Here's a close up image of a couple of neutrophils that have undergone margination and have adhered to the wall of the congested blood vessel. They've found the place they want to exit, and will shortly undertake diapedesis, slithering through the loosened joints between the capillary endothelial cells. You can see this happening in the image below at left.

Diapedesis is a fairly common phenomenon, especially among the white blood cells, which aren't truly "blood" cells at all, since their real function is in the CT spaces. Not just neutrophils do it: the monocytes that exit the vascular system complete their differentiation into resident macrophages, lymphocytes will exit to deal with infectious agents or in response to cytokines that require their presence to deal with cell mediated reactions, and eosinophils will exit when an allergic reaction is in progress. These activities involve intracellular microtubules and amemboid movement by the cells after they leave the blood.

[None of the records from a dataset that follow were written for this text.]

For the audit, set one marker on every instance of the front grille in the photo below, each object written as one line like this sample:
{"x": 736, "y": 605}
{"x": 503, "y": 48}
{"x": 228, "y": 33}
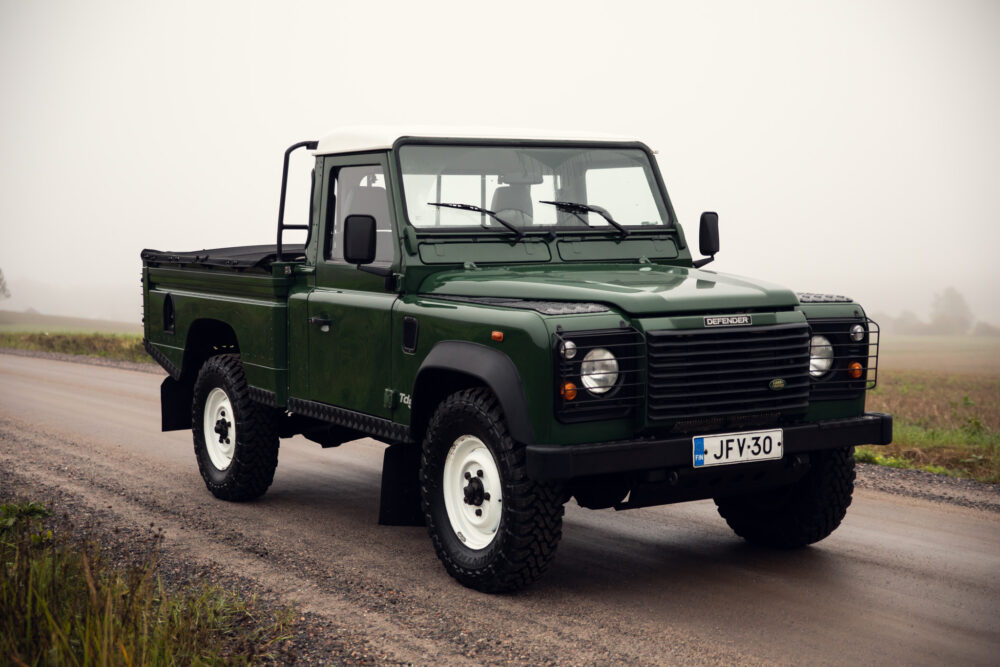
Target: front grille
{"x": 706, "y": 374}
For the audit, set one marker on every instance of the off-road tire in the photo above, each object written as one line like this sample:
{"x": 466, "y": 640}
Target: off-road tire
{"x": 531, "y": 521}
{"x": 798, "y": 514}
{"x": 255, "y": 456}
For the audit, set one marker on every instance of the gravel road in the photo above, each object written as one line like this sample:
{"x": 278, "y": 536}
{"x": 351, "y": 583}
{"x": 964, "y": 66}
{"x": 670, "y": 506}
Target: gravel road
{"x": 912, "y": 576}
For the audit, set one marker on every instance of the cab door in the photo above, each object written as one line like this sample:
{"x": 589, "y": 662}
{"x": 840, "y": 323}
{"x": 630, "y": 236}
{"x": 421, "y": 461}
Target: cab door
{"x": 349, "y": 311}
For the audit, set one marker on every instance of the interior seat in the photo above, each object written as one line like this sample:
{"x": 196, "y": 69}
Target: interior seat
{"x": 513, "y": 202}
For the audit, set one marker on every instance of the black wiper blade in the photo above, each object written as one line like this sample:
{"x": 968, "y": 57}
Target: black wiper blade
{"x": 576, "y": 207}
{"x": 477, "y": 209}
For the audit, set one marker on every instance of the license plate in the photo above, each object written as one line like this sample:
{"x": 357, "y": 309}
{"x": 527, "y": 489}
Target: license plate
{"x": 743, "y": 447}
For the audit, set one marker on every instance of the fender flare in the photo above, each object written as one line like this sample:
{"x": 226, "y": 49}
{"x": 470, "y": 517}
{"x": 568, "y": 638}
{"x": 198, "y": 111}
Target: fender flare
{"x": 491, "y": 367}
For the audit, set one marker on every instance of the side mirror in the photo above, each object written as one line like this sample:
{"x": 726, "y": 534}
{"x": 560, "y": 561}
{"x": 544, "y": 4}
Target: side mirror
{"x": 359, "y": 239}
{"x": 708, "y": 236}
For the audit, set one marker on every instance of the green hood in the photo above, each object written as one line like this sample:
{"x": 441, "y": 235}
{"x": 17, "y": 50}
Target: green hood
{"x": 639, "y": 290}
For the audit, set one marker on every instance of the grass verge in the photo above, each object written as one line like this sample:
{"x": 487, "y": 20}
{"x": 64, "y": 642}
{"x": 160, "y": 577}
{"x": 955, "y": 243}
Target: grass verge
{"x": 61, "y": 602}
{"x": 945, "y": 423}
{"x": 122, "y": 347}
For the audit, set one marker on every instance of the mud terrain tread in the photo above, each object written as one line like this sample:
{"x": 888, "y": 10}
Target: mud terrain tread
{"x": 256, "y": 456}
{"x": 532, "y": 525}
{"x": 804, "y": 513}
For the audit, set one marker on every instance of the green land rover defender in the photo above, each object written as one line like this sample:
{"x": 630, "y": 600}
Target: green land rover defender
{"x": 521, "y": 320}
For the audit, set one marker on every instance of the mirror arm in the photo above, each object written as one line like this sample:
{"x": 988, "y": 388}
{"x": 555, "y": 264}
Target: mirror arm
{"x": 375, "y": 270}
{"x": 381, "y": 271}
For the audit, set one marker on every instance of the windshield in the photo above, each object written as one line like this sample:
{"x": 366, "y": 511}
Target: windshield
{"x": 521, "y": 184}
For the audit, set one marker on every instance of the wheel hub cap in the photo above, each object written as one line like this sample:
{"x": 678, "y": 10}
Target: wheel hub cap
{"x": 218, "y": 419}
{"x": 472, "y": 492}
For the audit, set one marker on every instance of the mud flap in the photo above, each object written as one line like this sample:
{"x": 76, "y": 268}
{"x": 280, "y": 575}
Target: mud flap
{"x": 175, "y": 405}
{"x": 399, "y": 504}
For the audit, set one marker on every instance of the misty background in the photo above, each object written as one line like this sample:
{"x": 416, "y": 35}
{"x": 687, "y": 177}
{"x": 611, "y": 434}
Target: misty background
{"x": 849, "y": 147}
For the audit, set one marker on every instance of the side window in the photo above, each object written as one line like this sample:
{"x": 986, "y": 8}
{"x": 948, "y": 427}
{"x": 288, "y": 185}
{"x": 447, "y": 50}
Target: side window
{"x": 359, "y": 191}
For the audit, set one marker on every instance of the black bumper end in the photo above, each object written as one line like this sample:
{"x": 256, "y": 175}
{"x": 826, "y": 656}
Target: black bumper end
{"x": 563, "y": 462}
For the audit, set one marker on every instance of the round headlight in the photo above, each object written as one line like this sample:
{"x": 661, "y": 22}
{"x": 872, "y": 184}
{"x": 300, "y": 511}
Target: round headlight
{"x": 820, "y": 356}
{"x": 599, "y": 371}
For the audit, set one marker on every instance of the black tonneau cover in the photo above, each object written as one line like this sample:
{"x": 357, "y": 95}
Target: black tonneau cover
{"x": 240, "y": 257}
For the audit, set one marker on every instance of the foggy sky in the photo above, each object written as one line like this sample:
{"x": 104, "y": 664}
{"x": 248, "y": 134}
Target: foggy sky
{"x": 849, "y": 147}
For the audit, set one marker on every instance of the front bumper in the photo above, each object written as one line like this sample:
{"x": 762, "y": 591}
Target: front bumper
{"x": 564, "y": 462}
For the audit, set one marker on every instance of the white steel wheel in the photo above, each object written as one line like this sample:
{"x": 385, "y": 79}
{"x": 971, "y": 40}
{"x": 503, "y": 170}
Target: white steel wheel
{"x": 472, "y": 493}
{"x": 219, "y": 424}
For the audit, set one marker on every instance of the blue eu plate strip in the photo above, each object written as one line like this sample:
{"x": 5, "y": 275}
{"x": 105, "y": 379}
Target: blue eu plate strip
{"x": 699, "y": 452}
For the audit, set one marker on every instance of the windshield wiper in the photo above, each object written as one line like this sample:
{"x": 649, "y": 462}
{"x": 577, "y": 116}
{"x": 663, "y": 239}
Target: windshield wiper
{"x": 469, "y": 207}
{"x": 575, "y": 208}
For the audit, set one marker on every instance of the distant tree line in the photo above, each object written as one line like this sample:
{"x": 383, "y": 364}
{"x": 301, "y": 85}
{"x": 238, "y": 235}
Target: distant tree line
{"x": 950, "y": 316}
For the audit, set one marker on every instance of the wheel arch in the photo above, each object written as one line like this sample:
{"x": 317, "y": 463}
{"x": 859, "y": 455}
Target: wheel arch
{"x": 206, "y": 338}
{"x": 455, "y": 365}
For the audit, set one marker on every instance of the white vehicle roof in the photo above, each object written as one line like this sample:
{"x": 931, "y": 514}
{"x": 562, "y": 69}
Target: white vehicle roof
{"x": 382, "y": 137}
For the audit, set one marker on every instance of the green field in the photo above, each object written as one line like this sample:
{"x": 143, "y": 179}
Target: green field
{"x": 66, "y": 602}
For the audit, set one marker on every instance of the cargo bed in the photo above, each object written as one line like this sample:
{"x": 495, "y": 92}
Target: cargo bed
{"x": 238, "y": 257}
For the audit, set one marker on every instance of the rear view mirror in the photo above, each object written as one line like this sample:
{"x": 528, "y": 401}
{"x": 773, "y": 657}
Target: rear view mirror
{"x": 708, "y": 236}
{"x": 359, "y": 239}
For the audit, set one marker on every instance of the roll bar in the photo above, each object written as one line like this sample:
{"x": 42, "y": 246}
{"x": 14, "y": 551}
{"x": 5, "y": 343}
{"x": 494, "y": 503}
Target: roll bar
{"x": 311, "y": 145}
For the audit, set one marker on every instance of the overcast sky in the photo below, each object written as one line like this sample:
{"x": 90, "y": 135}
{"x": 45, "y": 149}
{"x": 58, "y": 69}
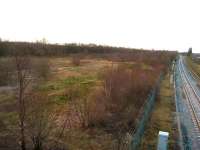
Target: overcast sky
{"x": 158, "y": 24}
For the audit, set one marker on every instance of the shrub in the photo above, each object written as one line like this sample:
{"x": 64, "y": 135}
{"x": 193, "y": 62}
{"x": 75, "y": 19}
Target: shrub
{"x": 76, "y": 60}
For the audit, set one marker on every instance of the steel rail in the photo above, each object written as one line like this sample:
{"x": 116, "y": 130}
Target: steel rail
{"x": 194, "y": 113}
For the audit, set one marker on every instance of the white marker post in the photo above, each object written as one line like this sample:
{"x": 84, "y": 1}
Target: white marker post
{"x": 162, "y": 140}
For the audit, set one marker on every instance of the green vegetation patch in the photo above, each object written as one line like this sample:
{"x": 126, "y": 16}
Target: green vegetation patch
{"x": 67, "y": 89}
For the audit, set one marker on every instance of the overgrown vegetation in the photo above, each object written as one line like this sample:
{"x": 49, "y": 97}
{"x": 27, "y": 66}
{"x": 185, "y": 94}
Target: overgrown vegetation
{"x": 87, "y": 100}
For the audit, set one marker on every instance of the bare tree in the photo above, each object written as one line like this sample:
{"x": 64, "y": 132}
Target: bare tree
{"x": 23, "y": 70}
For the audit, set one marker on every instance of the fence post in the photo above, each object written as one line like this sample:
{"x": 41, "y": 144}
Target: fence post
{"x": 162, "y": 140}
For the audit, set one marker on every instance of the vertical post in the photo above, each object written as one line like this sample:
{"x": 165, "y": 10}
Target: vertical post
{"x": 162, "y": 140}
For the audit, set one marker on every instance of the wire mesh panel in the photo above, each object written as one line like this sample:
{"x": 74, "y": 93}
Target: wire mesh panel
{"x": 186, "y": 126}
{"x": 144, "y": 117}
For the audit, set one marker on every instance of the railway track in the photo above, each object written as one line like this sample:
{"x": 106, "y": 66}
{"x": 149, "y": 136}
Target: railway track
{"x": 193, "y": 102}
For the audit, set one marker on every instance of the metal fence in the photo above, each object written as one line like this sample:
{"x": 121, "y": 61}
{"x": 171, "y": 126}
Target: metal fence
{"x": 183, "y": 115}
{"x": 144, "y": 115}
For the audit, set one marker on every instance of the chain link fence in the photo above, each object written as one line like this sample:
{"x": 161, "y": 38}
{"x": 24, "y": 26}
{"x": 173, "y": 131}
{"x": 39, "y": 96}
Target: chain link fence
{"x": 133, "y": 138}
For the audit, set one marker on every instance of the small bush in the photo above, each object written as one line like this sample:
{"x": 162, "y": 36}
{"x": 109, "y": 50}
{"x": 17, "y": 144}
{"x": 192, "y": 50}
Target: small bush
{"x": 76, "y": 60}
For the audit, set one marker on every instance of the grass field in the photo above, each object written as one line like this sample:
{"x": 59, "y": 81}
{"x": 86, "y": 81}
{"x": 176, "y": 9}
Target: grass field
{"x": 92, "y": 104}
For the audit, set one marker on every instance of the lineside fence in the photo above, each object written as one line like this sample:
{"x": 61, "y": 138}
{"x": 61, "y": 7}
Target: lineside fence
{"x": 183, "y": 114}
{"x": 133, "y": 138}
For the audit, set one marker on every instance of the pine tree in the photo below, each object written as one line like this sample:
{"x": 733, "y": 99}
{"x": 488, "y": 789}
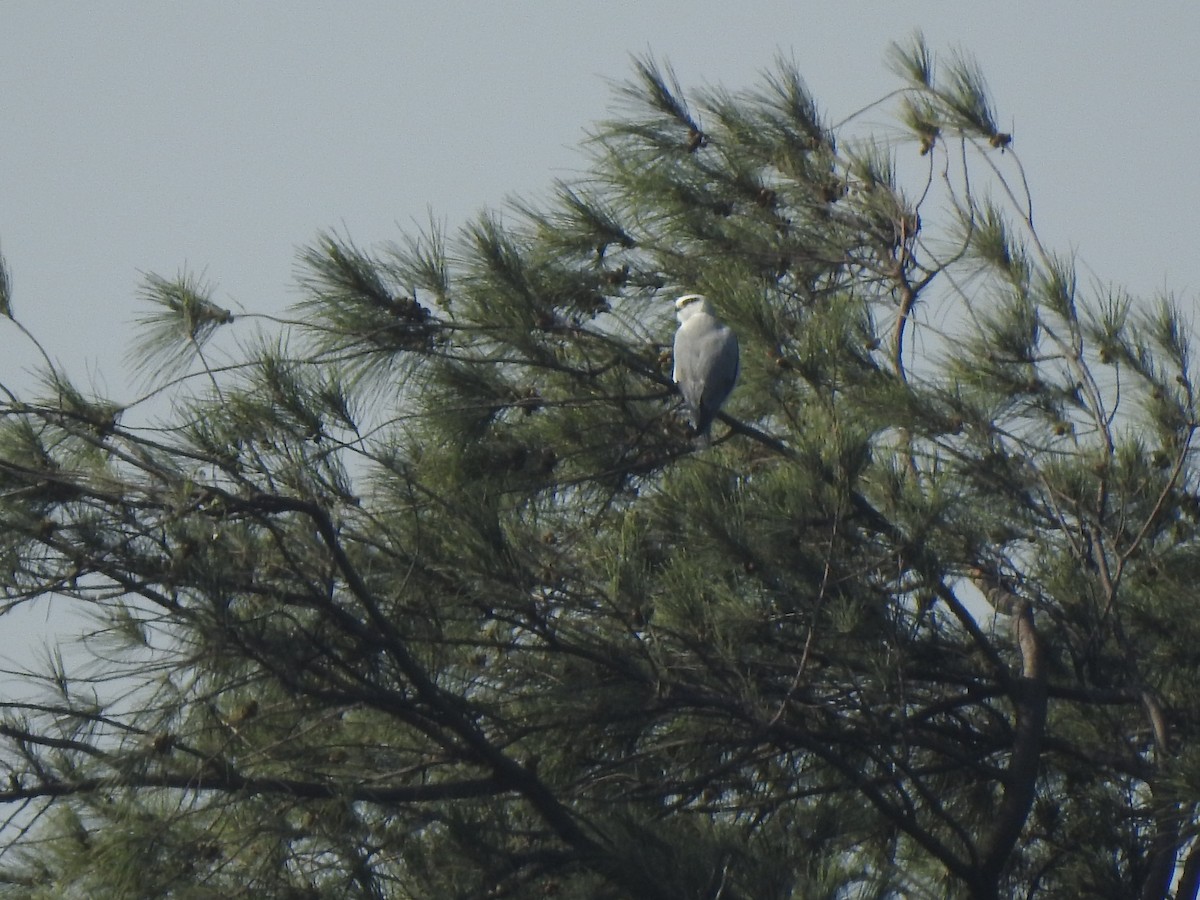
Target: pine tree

After 40 hours you can see that there has been considerable change, and that the condition has worsened. The inflamed section at the top of the field not only shows more edema, and congestion, it has developed a necrotic region where cells have died as a result of exposure to the toxin. Necrotic tissue is in and of itself a powerful inflammatory stimulus, so if something doesn't happen this may snowball into an ongoing and non-healing lesion.

The inflammatory infiltrate has progressed beyond just of neutrophils; it's entered the exudative stage and while neutrophils are present in large numbers, macrophages are beginning to show up, too, summoned by the necrotic material and the chemical signals it sends out. Macrophages have the job of cleaning up the battlefield, so to speak: they migrate in and begin engulfing debris of lysed cells and also the bodies of the dead neutrophils that have been used up. The vascular dilation now includes smaller venules as well as larger veins. In the image at right you see the infiltrate and some of the edematous regions. The edema is not as diffuse as it was earlier: it's slowly becoming organized.

It's possible to judge the state and duration of an inflammation response by the cells present and the degree to which tissue destruction has taken place. In this image a good many neutrophils (N) are still present, but macrophages (M) are beginning to arrive in fairly large numbers.

Immature macrophages are small and mononuclear; they may be quite eosinophilic, but with time they get larger and stain more palely, as their content of lysosomal enzymes increases. The viable neutrophils are easily told by their multi-lobulated nuclei. Remember that white blood cells look somewhat different in tissue sections compared to smears; and that there is a continuum between the just-arrived-and-not-yet-fully-differentiated macrophage and those that have been on the job for a while. You can expect to see many intermediate stages, because transition from one state to the other isn't a quantum jump.